Vaccinating Africa

By Laura da Silva

The coronavirus pandemic has emphasized and deepened much inequality around the world, but perhaps the most glaring is the great disparity in access to a steady covid-19 vaccine supply. While high-income countries such as Canada, the UK, and the USA have reached vaccination rates of 69%, 67%, and 55% respectively, Africa has been excluded with only around 2% of the entire continent having been fully vaccinated. This huge gap in vaccination has allowed the steepest surge of covid-19 cases across Africa, as the continent battles its third wave, costing many lives and setting struggling economies back once more. Ngozi Okonjo-Iweala, Director General of the World Trade Organization, has described this great disparity in vaccine supply and its destructive effects as “morally unconscionable”.

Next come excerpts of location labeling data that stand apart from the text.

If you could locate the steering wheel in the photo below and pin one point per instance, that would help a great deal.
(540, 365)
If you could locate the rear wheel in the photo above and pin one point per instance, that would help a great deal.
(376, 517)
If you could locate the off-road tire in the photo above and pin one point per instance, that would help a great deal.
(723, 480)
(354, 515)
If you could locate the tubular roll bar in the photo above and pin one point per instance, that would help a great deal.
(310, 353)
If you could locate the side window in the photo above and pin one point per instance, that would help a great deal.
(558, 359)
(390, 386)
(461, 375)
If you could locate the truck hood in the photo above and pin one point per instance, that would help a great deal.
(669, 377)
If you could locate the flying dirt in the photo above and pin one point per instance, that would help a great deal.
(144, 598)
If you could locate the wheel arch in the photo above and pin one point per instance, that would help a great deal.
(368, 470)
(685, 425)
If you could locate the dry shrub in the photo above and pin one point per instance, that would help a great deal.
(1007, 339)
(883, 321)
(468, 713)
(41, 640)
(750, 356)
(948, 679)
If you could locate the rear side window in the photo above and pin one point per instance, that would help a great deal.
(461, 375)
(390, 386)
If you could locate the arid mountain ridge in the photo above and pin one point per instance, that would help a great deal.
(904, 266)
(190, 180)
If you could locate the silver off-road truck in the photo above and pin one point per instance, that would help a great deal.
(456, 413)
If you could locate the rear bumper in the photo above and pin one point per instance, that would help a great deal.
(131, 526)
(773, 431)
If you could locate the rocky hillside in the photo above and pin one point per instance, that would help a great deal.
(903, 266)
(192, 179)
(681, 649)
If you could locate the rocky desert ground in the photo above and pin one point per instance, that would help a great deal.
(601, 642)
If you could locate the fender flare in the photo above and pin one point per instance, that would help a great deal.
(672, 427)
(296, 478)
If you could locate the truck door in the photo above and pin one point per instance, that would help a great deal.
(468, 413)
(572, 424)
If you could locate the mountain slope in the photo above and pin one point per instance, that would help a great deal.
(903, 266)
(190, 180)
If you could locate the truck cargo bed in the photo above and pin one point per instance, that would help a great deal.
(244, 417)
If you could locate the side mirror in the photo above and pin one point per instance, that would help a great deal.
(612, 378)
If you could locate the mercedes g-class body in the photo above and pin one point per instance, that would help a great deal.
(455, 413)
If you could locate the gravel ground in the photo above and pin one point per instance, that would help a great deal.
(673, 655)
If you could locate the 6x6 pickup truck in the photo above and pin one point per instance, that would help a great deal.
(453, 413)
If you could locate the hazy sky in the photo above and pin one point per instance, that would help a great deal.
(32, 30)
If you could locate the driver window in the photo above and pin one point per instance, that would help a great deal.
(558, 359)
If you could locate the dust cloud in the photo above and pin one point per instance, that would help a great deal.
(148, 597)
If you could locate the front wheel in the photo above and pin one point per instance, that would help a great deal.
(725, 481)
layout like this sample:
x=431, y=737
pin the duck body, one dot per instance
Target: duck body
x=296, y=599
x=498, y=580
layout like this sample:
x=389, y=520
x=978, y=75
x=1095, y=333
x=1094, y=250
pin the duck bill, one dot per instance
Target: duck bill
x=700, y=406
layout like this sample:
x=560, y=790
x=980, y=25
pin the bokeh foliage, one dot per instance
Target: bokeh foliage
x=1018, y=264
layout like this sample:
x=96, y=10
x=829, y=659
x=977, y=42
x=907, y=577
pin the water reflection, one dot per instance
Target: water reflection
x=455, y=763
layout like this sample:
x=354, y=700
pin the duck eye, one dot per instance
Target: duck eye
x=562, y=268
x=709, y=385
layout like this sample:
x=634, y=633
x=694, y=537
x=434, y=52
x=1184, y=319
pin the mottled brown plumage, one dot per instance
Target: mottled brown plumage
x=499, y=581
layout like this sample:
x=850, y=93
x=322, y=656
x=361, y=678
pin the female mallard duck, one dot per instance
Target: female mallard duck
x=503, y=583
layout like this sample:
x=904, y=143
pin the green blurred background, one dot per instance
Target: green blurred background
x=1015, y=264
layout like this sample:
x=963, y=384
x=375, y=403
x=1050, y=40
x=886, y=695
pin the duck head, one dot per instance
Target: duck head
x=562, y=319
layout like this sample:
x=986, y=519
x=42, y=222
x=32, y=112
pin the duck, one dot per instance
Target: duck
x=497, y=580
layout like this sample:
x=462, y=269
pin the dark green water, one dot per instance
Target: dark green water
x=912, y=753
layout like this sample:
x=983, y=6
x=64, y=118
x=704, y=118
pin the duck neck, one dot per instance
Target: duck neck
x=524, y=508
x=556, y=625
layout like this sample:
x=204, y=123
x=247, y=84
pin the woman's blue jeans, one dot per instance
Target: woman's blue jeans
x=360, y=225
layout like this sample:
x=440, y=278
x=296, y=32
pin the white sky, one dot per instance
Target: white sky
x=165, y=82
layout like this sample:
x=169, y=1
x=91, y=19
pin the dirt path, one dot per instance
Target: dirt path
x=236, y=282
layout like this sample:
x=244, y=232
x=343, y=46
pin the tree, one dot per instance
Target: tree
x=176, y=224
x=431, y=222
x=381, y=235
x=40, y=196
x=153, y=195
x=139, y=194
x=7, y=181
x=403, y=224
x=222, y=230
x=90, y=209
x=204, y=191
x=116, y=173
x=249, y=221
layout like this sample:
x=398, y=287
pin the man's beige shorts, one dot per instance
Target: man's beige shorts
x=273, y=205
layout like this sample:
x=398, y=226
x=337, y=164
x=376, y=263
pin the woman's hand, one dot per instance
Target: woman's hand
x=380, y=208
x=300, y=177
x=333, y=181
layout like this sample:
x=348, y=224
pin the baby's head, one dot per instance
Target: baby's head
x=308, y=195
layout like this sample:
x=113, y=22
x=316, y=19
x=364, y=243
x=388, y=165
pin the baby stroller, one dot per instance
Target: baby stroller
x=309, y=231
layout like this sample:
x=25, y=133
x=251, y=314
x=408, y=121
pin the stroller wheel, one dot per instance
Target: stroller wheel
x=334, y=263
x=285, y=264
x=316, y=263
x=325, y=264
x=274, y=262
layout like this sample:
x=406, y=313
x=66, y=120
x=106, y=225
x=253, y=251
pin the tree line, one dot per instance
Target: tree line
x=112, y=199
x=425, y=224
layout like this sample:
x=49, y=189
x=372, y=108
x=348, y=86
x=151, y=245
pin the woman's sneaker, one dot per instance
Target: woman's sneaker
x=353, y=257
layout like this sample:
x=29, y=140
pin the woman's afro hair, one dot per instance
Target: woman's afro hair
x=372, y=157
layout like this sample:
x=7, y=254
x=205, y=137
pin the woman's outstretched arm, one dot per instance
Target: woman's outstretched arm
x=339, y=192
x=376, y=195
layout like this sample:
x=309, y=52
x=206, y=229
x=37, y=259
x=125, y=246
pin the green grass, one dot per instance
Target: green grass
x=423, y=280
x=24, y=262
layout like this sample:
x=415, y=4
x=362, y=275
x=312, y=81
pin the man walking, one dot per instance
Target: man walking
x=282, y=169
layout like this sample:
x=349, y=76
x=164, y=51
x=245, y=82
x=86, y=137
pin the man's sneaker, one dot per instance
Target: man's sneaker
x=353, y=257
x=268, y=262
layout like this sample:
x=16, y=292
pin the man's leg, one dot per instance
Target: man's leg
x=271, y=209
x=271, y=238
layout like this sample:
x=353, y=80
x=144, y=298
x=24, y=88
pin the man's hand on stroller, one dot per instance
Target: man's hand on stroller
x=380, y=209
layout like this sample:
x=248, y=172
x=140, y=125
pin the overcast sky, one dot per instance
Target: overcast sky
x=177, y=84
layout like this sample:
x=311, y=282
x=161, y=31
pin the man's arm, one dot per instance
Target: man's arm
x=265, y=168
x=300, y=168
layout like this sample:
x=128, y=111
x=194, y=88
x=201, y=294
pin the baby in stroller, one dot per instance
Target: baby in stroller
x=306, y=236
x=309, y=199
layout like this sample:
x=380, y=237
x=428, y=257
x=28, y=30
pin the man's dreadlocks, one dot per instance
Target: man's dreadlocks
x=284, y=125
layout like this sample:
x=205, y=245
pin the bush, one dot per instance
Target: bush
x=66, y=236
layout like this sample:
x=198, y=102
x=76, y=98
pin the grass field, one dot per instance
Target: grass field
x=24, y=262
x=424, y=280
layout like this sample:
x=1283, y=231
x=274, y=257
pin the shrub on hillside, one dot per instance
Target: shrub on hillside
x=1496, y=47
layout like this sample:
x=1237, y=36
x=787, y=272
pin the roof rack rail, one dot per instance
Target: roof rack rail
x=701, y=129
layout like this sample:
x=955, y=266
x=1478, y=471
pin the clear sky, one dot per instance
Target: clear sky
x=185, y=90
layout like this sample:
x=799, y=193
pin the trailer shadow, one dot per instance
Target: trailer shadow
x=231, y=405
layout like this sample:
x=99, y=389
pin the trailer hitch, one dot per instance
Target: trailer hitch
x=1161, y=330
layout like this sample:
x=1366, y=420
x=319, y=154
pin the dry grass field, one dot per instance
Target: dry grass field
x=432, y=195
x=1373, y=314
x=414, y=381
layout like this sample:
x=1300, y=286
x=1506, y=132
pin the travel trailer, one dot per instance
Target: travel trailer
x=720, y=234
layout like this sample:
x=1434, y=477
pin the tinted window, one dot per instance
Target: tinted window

Much of the unequal rollout is due to vaccine hoarding by wealthier countries who made deals with vaccine manufacturers to secure a supply of doses before they had passed clinical trials. By the beginning of December 2020, Canada had ordered enough doses to vaccinate its population four times over, whilst the UK and Australia had ordered enough for more than 295% and 269% of their populations respectively. Moreover, analysis by ONE Campaign shows that by February 2021 rich countries had stockpiled over 1bn doses more than they will need. This hoarding of vaccines has created a huge deficit in the supply of doses for middle- and low-income countries globally. Such inequality in vaccination rollout will prolong the pandemic as the virus continues to mutate, leaving everyone vulnerable to new variants of covid-19. A delay such as this means that the world economy could lose as much as $9.2t

What is Covax?

Vaccine inequality is not new. In 2009, the World Health Organisation (WHO) declared Swine Flu a pandemic. Soon after, nine high-income countries secured bilateral deals to vaccinate their populations, depleting global vaccine availability. These nine counties also pledged 120 million doses to lower-income countries, but only sent the promised doses after they realised that the outbreak was not as bad as initially predicted. The vaccines were only distributed once the epidemic had peaked in Africa, rendering them less useful. In April 2020, Covax was established to prevent similar vaccine nationalism from unfolding during the coronavirus pandemic.

Covax is led by the WHO, Gavi (a public-private vaccine-promoting alliance), and the Coalition for Epidemic Preparedness Innovations (a foundation that finances research into vaccines for pandemics). It aims to ensure that all participating countries have access to a supply of vaccines. All countries in Africa have signed up to the scheme, and it now has 190 members in total which include 92 low- and middle-income countries.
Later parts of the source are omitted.